HC Registrar General makes submission in tax evasion case

The Registrar General of the Madras High Court on Monday filed a detailed written submission before the court, asserting that a tax evasion case against Member of Parliament Karti P. Chidambaram and his wife Srinidhi Karti Chidambaram was rightly transferred from a Metropolitan Magistrate court to a special court for hearing cases against Members of Parliament and the Legislative Assemblies.

Justice P.D. Audikesavalu was told that the High Court, on its administrative side, could exercise the jurisdiction to transfer any criminal case to a special court “where it was expedient to meet the ends of justice”. It was stated that the High Court could order transfer of cases by exercising its administrative power of superintendence under Article 227 of the Constitution, read with Section 407 of the Code of Criminal Procedure.

After taking the written submissions on file, the judge told State Public Prosecutor A. Natarajan and senior counsel AR.L. Sundaresan, representing the MP and his wife, who had challenged the transfer of their case to the special court, that he would go through the pleadings and then decide on the next date of hearing of the case.

The issue was basically related to payment of tax following the sale of a 1.16-acre property at Muttukadu in March 2015. Income Tax officials had claimed that receipt of a cheque for ₹3.65 crore alone was shown as sale consideration, and tax was not paid for cash receipt of another ₹1.35 crore.

‘Didn’t receive any cash’

Dismissing the charge as false and baseless, the petitioners claimed not to have received any money in cash from Agni Estates and Foundation Private Limited, which had purchased the property.

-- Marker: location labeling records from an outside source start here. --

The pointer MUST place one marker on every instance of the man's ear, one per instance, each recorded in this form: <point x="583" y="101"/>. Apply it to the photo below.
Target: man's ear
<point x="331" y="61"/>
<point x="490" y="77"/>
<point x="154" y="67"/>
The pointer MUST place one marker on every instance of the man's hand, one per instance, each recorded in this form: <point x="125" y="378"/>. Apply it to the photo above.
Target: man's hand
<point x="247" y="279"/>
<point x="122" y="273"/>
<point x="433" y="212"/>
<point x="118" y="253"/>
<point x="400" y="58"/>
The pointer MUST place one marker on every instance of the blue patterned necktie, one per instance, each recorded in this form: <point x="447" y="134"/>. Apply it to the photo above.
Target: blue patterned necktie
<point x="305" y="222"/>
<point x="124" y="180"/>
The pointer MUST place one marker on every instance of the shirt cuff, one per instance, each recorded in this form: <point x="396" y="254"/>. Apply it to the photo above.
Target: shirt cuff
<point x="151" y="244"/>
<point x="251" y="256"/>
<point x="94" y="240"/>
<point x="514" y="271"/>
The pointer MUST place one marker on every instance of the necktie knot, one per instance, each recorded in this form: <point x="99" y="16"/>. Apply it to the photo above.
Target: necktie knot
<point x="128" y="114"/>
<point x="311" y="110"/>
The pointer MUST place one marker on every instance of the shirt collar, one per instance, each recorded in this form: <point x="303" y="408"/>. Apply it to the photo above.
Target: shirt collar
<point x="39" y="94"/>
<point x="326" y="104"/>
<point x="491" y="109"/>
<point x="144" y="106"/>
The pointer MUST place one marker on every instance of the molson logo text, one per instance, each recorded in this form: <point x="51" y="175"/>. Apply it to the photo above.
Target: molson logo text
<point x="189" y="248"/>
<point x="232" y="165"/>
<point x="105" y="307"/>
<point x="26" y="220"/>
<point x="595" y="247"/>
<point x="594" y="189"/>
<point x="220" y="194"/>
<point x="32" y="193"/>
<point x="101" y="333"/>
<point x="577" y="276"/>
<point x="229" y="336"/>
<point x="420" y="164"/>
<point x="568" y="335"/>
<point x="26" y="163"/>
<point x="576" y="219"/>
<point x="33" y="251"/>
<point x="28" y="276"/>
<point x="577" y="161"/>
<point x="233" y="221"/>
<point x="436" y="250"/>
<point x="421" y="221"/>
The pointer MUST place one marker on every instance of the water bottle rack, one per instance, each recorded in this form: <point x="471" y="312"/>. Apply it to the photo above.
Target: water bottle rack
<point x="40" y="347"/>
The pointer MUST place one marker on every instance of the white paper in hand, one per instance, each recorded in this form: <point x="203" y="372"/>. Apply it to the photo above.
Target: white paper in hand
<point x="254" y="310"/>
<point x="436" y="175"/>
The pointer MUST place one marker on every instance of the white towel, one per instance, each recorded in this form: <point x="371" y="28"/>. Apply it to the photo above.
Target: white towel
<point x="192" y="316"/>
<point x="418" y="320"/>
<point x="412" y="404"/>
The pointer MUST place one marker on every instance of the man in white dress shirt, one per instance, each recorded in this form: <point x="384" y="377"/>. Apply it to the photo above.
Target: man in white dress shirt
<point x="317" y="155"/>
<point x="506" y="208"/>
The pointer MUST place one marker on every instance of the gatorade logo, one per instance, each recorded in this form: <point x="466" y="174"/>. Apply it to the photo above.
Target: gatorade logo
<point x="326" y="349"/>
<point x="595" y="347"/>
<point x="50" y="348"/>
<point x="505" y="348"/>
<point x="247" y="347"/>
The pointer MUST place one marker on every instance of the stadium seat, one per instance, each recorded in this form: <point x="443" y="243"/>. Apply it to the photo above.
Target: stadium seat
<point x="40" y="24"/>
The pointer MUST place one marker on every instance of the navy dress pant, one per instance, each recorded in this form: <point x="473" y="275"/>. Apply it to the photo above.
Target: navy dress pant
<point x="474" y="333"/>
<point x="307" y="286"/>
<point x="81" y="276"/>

Since the case was of the year 2015 and Mr. Karti Chidambaram had become an MP only in May this year, the case need not have been transferred to the special court, they said.

Even otherwise, the transfer was completely erroneous since it was done directly to a Sessions Court, the petitioners pointed out. They said there were actually four special courts (two presided over by Sessions Judges, one by an Assistant Sessions Judge and another by a Metropolitan Magistrate) in Chennai for hearing cases against MPs and MLAs.

Section 276C (wilful attempt to evade tax) of the Income Tax Act of 1995 provides for a maximum punishment of only seven years of imprisonment and such cases could be heard only by an officer in the cadre of Assistant Sessions Judge.

Transferring the case directly to a special court presided over by a Sessions Judge deprives the petitioners of a chance of appeal, they contended. It was also argued that a Sessions Judge was not empowered to take cognisance of a case without it having been committed to him by a Magistrate.

In the present case, the tax evasion case had been simply transferred by an Additional Chief Metropolitan Magistrate, in the rank of an Assistant Sessions Judge, to the special court presided over by a Sessions Judge, they said.